The questions below are to check some basic knowledge in biology. You don't need to write long answers at all. Just write down very brief answers for each. This assignment is not to give you a heavy load of work, but to give you a chance to review and refresh your knowledge in biology.
Briefly answer the following questions:
- Why is DNA more stable than RNA?
- What will happen if we put DNA duplex into pure distilled water?
- Why is thymine used in DNA instead of uracil?
- The whole E. coli genome is about 4.6 Mbp. How many copies of E. coli genome can be present in 1 micro gram of DNA sample?
- Promoters are the region located at the 5' end of genes. They are recognized by RNA polymerases and the recognition is the most important step for the initiation of gene expression. If we assume that there are 1000 promoters in E. coli genome and all of them have the same sequence, what would be the minimum length of this promoter sequence, assuming that RNA polymerases recognize bases as we read alphabets?
- What is the average size of the DNA fragments that are obtained from the full digestion by 2 different restriction enzymes in a single reaction mixture, in which one is 6 base and the other one is 4 base recognition?
- The communication of information in life is done by the complementarity of molecules. Protein sequence is determined by mRNA sequence, which is in turn copied from DNA sequence. We call this flow of information from DNA to RNA to protein as the central dogma of life. RNA can easily be copied from DNA by the molecular complementarity since they use the same complementary pairs of bases. (The difference between uracil and thymine does not hinder the complementarity.) In contrast, protein has no such obvious complementarity with RNA. Then, how can the information in protein sequence be copied from mRNA? What is the key step in this inter-lingual communication?
- Transcription is the process of making RNA from DNA. (Translation is making protein from mRNA.) Chromosomes are either closed circles (for eubacteria and archaebacteria) or very long linear strings (for eukaryotes). What could happen physically on these chromosomes while a region within them is being transcribed?

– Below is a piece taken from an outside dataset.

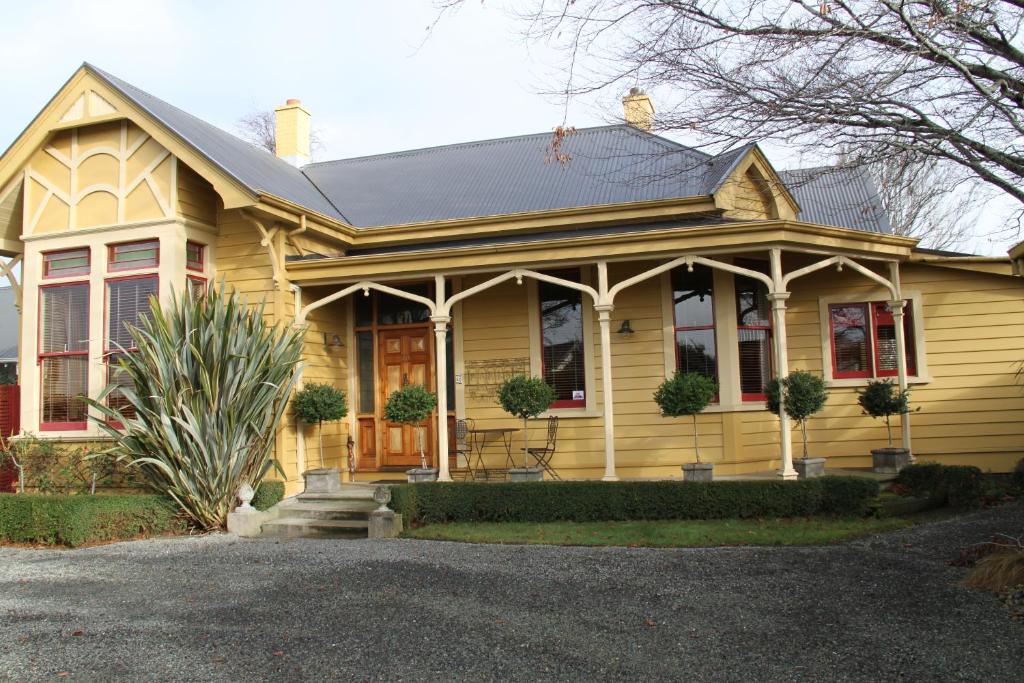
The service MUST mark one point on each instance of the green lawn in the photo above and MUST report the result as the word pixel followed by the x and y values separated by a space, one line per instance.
pixel 673 534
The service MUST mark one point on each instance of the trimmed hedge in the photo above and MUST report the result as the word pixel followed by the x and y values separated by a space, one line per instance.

- What is the fundamental reason that we can only separate DNA fragments of about one thousand bases or so at the very best using the current sequencing machines?
- What is the most important discovery done by James D. Watson for the elucidation of DNA structure?
- There was a great fuss about being human genome sequencing done in the first half of this year. But, in reality only 20 some percent (as of this writing) of the human genome is in finished stage, which is still not the one we would expect when we say "the exact sequence of the human species". Write your opinion about why this discrepancy could happen. (No 7 line limitation)
- DNA microarrays could be described as "high density dot blot" or "reverse Southern blot in a high-throughput style". If the changes in the DNA microarrays comparing to the conventional molecular biology methods were only being "high density" or "high-throughput, what you need to learn to become the competent biologist of the 21st century would not be this much. What are the things that give us this pain? Focus your discussion on DNA microarrays. (No 7 line limitation)
- Numerous reports have been seen for the discoveries of the genes that are responsible for cancers, schizophrenia, cardiovascular diseases, etc. It seems that we have been stuck on this stage for years. Just keep on reporting new genes. Of course, these complex diseases should be caused by several genes. Except being caused by many genes, what could be the main reason beneath this slow progress? The question is not about "gene therapy", which is the subject of next question.
- Gene therapy has been around us (i.e., molecular biologists) for many years. But, we all know that it is still far way from being practical. There are many problems to overcome, such as delivery problem, targeting problem, and so on. Suppose that you somehow discovered a perfect method that could deliver a reagent only to target cells without degradation and the reagent could perfectly and only block the expression of the target gene. With this absolutely precise weapon, would you think that we could finally conquer the diseases in question 13?
- Recently the result of an extensive study about Y chromosomal Adam was reported. This result does not match well with the previous result from mitochondrial Eve. What could be the cause of this discrepancy? (Actually, no need to consult the original research paper. Just use your basic knowledge in biology for your discussion.)